Dinci faşist iktidarın arkasındaki toplumsal destek, gözle görülür biçimde azalıyor. Hoşnutsuzluk, huzursuzluk, öfke ve kızgınlık toplumun daha geniş kitlelerine yayılıyor. İşsizlik ve bununla birlikte yoksulluk, iflaslar, mutlak açlık giderek artıyor.
Bu gidişi durdurmak ve tersine çevirmek için dinci faşist iktidarın elindeki tek araç baskı ve terörü artırmak. Ancak bunun da sonuç vermediğini, devrimin toplumsal güçlerinin faşist baskı, terör, tehdit, yıldırma yöntemleri karşısında sinmediğini; aksine, bu yöndeki her adımın kitlelerin öfkesini ve kızgınlığını artırdığını dehşet içinde seyrediyor.

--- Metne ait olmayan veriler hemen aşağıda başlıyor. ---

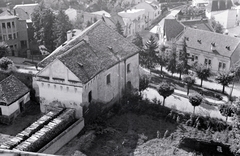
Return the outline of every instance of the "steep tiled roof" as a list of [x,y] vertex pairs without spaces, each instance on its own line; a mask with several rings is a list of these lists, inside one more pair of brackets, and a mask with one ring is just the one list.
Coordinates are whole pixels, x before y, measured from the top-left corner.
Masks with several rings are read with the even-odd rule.
[[45,67],[58,58],[85,83],[101,70],[138,51],[131,41],[99,20],[66,45],[58,47],[39,66]]
[[[240,52],[238,46],[240,44],[240,39],[236,37],[193,28],[186,28],[182,35],[182,38],[183,37],[186,38],[186,44],[190,48],[215,53],[226,57],[230,57],[236,50]],[[181,44],[181,39],[177,43]],[[211,49],[212,43],[215,44],[215,50]]]
[[[19,18],[25,20],[26,15],[28,16],[28,19],[31,19],[31,15],[34,12],[34,9],[37,8],[38,6],[39,6],[38,3],[20,4],[20,5],[15,5],[13,9],[15,10],[16,14],[18,14]],[[22,11],[24,11],[26,14],[24,15]]]
[[183,21],[182,24],[191,28],[214,32],[208,20]]
[[0,102],[6,105],[11,105],[28,92],[27,86],[13,75],[0,82]]
[[212,0],[207,6],[208,12],[221,11],[231,9],[233,6],[232,0]]
[[170,41],[172,38],[176,38],[184,30],[184,26],[176,19],[165,19],[163,29],[167,41]]

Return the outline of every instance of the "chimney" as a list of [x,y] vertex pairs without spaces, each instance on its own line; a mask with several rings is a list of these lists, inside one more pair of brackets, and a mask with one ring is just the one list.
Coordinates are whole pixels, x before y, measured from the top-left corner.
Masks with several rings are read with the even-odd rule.
[[72,37],[73,37],[73,32],[72,32],[72,30],[69,30],[67,32],[67,41],[70,41],[72,39]]
[[211,50],[212,51],[216,50],[216,44],[214,42],[211,43]]

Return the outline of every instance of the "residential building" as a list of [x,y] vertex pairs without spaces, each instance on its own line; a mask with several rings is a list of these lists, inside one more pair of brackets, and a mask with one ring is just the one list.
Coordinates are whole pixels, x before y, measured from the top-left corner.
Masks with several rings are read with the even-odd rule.
[[158,27],[158,36],[160,44],[168,44],[168,42],[176,41],[181,36],[184,25],[176,19],[164,19],[162,27]]
[[[39,63],[36,90],[45,112],[49,102],[82,107],[93,101],[111,104],[126,88],[139,88],[138,47],[102,20],[66,41]],[[44,99],[44,100],[43,100]],[[106,105],[104,105],[106,106]]]
[[131,36],[146,28],[145,9],[129,9],[118,13],[124,22],[124,35]]
[[29,100],[29,89],[15,76],[0,81],[0,122],[14,119]]
[[138,3],[133,8],[145,9],[146,23],[149,26],[154,19],[161,15],[161,4],[157,1],[145,1]]
[[18,19],[9,11],[0,14],[0,42],[8,44],[11,51],[8,55],[24,55],[29,48],[26,20]]
[[214,18],[224,28],[233,28],[239,25],[240,11],[231,0],[212,0],[206,9],[206,17]]
[[186,27],[214,32],[214,29],[207,19],[181,21],[181,23]]
[[33,4],[19,4],[13,7],[13,14],[19,18],[19,20],[26,21],[28,42],[34,40],[34,29],[32,26],[32,14],[36,8],[39,7],[38,3]]
[[189,63],[206,65],[213,72],[228,71],[240,58],[240,38],[187,27],[177,41],[180,54],[184,39],[192,57]]
[[210,0],[192,0],[192,6],[206,8]]

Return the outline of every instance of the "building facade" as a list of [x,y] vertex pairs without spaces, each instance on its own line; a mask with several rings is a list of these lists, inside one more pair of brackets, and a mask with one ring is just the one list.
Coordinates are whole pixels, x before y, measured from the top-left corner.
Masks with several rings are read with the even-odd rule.
[[115,102],[126,87],[138,89],[138,57],[135,45],[97,21],[40,62],[35,83],[46,101],[41,110],[55,100],[79,114],[93,101]]
[[0,122],[14,119],[24,111],[29,100],[29,89],[20,80],[13,75],[3,79],[0,82]]
[[10,56],[19,56],[29,48],[26,20],[7,12],[0,14],[0,42],[10,47]]
[[213,72],[229,71],[239,56],[240,39],[214,32],[186,28],[183,35],[177,41],[177,51],[182,50],[183,40],[186,41],[189,64],[199,63],[211,68]]

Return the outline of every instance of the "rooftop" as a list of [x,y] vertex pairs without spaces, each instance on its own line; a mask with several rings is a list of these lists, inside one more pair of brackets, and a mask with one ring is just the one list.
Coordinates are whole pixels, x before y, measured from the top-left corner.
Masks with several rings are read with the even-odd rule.
[[58,59],[86,83],[102,70],[135,55],[138,51],[137,46],[99,20],[64,46],[58,47],[41,61],[39,66],[46,67]]
[[187,27],[214,32],[208,20],[183,21],[182,24]]
[[111,17],[111,15],[110,15],[108,12],[104,11],[104,10],[92,12],[91,14],[101,15],[101,16],[104,15],[104,16],[106,16],[106,17]]
[[11,105],[29,92],[28,87],[15,76],[10,75],[0,82],[0,103]]
[[[190,48],[230,57],[236,50],[240,51],[240,38],[219,33],[187,27],[182,35]],[[181,44],[181,40],[177,42]]]
[[231,9],[233,6],[232,0],[212,0],[207,6],[208,12],[221,11]]

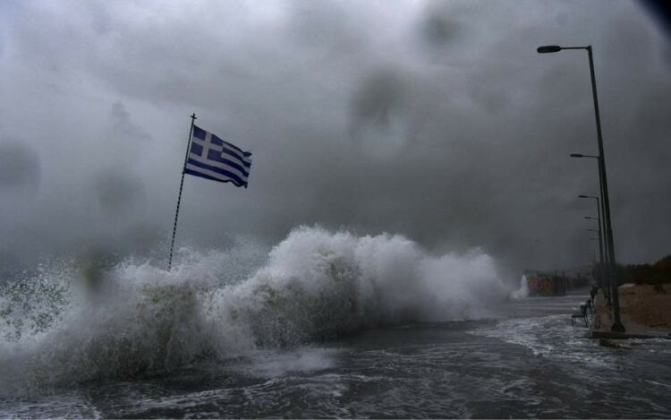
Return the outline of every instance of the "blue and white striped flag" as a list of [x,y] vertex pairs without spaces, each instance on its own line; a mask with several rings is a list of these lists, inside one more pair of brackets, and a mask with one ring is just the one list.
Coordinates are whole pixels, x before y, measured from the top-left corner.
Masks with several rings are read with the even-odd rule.
[[184,174],[247,188],[251,153],[193,125]]

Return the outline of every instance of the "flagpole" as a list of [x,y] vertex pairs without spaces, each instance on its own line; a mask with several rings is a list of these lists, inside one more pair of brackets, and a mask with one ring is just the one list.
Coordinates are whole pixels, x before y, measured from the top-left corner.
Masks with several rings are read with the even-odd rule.
[[170,242],[170,258],[168,259],[168,271],[173,268],[173,247],[174,246],[174,233],[177,231],[177,218],[180,215],[180,201],[182,201],[182,188],[184,186],[184,169],[189,159],[189,149],[191,146],[191,136],[193,135],[193,124],[196,122],[196,114],[191,114],[191,126],[189,128],[189,141],[186,143],[186,155],[184,165],[182,167],[182,181],[180,181],[180,193],[177,195],[177,210],[174,211],[174,224],[173,224],[173,240]]

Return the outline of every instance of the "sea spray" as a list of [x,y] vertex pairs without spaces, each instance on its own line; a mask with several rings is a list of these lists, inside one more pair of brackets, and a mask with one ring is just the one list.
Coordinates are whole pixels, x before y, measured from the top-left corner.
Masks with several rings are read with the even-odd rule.
[[517,290],[511,292],[510,298],[518,300],[518,299],[523,299],[525,297],[529,296],[529,280],[527,279],[526,274],[522,275],[522,279],[520,279],[520,288]]
[[[264,262],[251,270],[251,260]],[[119,262],[96,296],[64,300],[49,329],[0,345],[0,384],[134,377],[378,326],[480,318],[509,293],[480,251],[433,256],[401,236],[303,227],[251,260],[183,250],[172,272]]]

HDP’li vekillerin vekilliklerinin düşürülmesi işte bu koşullarda gündeme geldi. AKP’li bir yetkilinin “4 Haziran yeni bir milat olacak” biçimindeki sözlerle kastettiği şey, ana çizgileriyle tanımladığımız durumu tersine çevirmek için yeni bir saldırı dalgasının başlatıldığıdır.
Öyleyse, arkası gelecek.
Dinci faşist iktidarın arkasındaki toplumsal desteğin erimesini uzlaşmacılar, sosyal reformistler düzenlenecek ilk seçimlerde bu iktidarın gidici olacağı biçiminde anlıyorlar. Hayal görüyorlar, hayal aleminde yaşıyorlar. Olaylardan, olup bitenden ders almayı da bilmiyorlar.
Dinci faşist iktidarın seçimle değişme yolu kaç yıl önce kapatıldı, görmüyorlar. Meclis, kaç yıldır kokuşmuş bir cesetten ibarettir, görmek ve anlamak istemiyorlar. Belki de, tüm varlık nedenleri anlamsız hale geleceği için görüp anladıkları halde kabul etmek istemiyorlar. Onun için uzlaşmacılar hala, bu kokuşmuş ceset ortamında bulunmaya “demokratik siyaset” yapma diyor; hala orayı bir “mevzi” olarak görüyor. Mevzi olduğu doğru olabilir, ama saldırıya uğrayanı değil, saldırganı koruyan bir mevzi..
Meclis ölüdür, dinci faşist iktidarın, işine yaradığı için, şimdilik ortadan kaldırmadığı bir cesettir. Dinci faşist iktidarın bu Meclis’te elde edilecek bir çoğunlukla değişeceğini sanmak hayal aleminde yaşamaktır; kitlelere bunu söylemek onları aldatmaktır.
Tekelci sermaye sınıfı, egemenlik aracı olarak, dinci faşist iktidarı sürdürmek amacındadır. CHP ve diğer burjuva muhalefet partileri tekelci sermaye sınıfının bu amacıyla uyum içinde hareket ediyor; dinci faşist iktidarı ayakta tutmak, yıpratmamak için ellerinden geleni yapıyorlar. Hala CHP’yi “demokrasi gücü” olarak gören uzlaşmacılar ve sosyal reformistler, bu gerçeği anlamak istiyorlarsa Kılıçdaroğlu denen adamın söz ve tutumlarına, dinci faşist iktidara yönelecek her öfkeyi yatıştırıcı üslubuna baksınlar.
Dinci faşist iktidar ancak bir halk ayaklanmasıyla yıkılabilir; sandıkla değil. Demokrasi sorunu bir devrim sorunudur, faşist devletin bir devrimle yıkılması sorunudur.
Bu gerçekten kaçınmak için kafayı sandığa gömmek işe yaramaz; gerçek böyle değişmez.
Peki halk ayaklanması ve devrim mümkün mü? Bir halk ayaklanmasının dipten gelen uğultusunu duymak için kulağınızı yere dayayın demeyeceğiz; dinci faşist iktidarın, faşist devletin ve tekelci sermayenin panik ve korku dolu ruh haline bakın yeter!